Re: Asymptomatic endometrial thickening in postmenopausal women

Authors


Dear Sir

This is a further contribution to the important debate in TOG.[1] Bakour and Ball have revised their conclusion that ‘asymptomatic thickening of the endometrium/polyps does not routinely justify further investigations’.[1] They state that their modified recommendation is based on a recent meta-analysis[2] superseding the conclusions from the preliminary data of the UKCTOCS trial.[3] This meta-analysis, undertaken in January 2011, selected 20 observational studies (out of 95 eligible) including 6974 women with sample sizes of 47–1926 and the authors acknowledge the possible bias resulting from this selection process.[2] Importantly, it did not include the data from UKCTOCS trial[3] which was just being published in January 2011. The latter is a single prospective study[3] with fairly robust data collection and verification, which analysed endometrial thickness (ET) measurements in 37 038 women with 136 (99 with no bleeding) developing endometrial cancer (EC) or atypical hyperplasia (AEH) within 1 year. Hence, it could be argued that the much larger data from UKCTOCS trial remains relevant with some limitations.

A major and repeated emphasis has been placed on describing the ‘sensitivity’ and ‘specificity’ of the various cut-offs of ET in diagnosing EC.[1-3] For example, Jacobs et al.[3] mention the optimum ET cut-off for EC/AEH to be 5.15 mm with a high specificity of 86%. This can give a false impression that increased ET has high correlation to EC/AEH. However, this high sensitivity and specificity is a function of very low incidence of EC in the population. In fact, the vast majority i.e. 94 out of 100 asymptomatic women with ET >10 mm will not have EC/AEH.[3] Hence, the ‘positive and negative predictive value’ of the ET cut-offs are more important considerations to draw meaningful conclusions for clinical practice. An in-depth look at the UKCTOCS data[3] reveals that in the absence of bleeding, the ‘positive predictive value’ of ET >5 mm is 1.4% and >10 mm is 4.5% (hence much less than 1.4% when ET is between 5 and 10 mm). Would a policy of ‘no further investigation’ in the presence of a cancer risk of 4.5% and more (5.9%)[3] be justified? This risk may be a bit of an overestimate because UKCTOCS data[3] did not include postmenopausal women below 60 years of age. However, it seems a more scientific approach to perform an ‘outpatient endometrial biopsy’ (EB) when significant asymptomatic endometrial thickening is discovered which would bring the post-test probability of EC below 1%. Provided the endometrial biopsy is benign (or even insufficient tissue), then hysteroscopy would generally be unnecessary, unless there is hyperplasia, high suspicion or very significant high risk factors.

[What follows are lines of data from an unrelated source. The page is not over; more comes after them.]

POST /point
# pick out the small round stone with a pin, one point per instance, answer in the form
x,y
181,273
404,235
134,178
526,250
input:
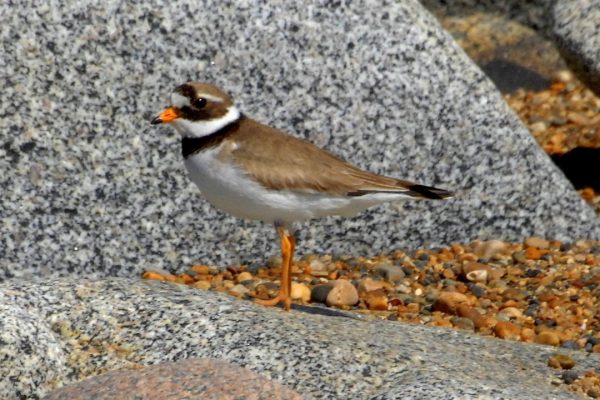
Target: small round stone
x,y
535,241
463,323
389,272
447,302
370,284
343,293
205,285
376,300
507,330
548,338
319,293
300,292
561,361
569,377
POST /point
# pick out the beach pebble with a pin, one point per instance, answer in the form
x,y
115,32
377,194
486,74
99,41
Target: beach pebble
x,y
448,302
561,361
370,284
507,330
319,293
535,241
343,293
392,273
300,292
548,338
376,300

It is generally accepted that most (if not all) endometrial polyps of less than 2 cm are benign. However, the confirmation of polyps has generally been based on hysteroscopy and then polyps could be twisted off at the same time under paracervical anaesthetic block. It seems difficult to make a case for ‘under vision’ removal of polyps with expensive disposable equipment. The ‘morphology’ of endometrial echo merits further attention and discussion. Jacobs et al[3] pooled all ‘abnormal endometrial morphology’ together. A presumptive sonographic diagnosis (when possible) of well demarcated endometrial polyps with cystic areas (even in the presence of ET >10 mm) would reduce the risk of cancer below 1%, but an amorphous irregular endometrial echo even of lesser thickness would increase the possibility of cancer. Hence, given that the transvaginal scans are performed by sonographers and clinicians with variable experience, at least the asymptomatic women with ET >10mm should have an EB irrespective of risk factors. We use hysteroscopy quite selectively. The results of the meta-analysis[2] are relevant in that ET measurements have no place in screening of asymptomatic women and ET <10 mm without bleeding in low risk women (and non-suspicious endometrial morphology) may not need further investigation. Some women may prefer to have endometrial polyps removed (ET >10 mm) for reassurance but this would be optional with discussion of pros and cons and economic considerations as further evidence emerges.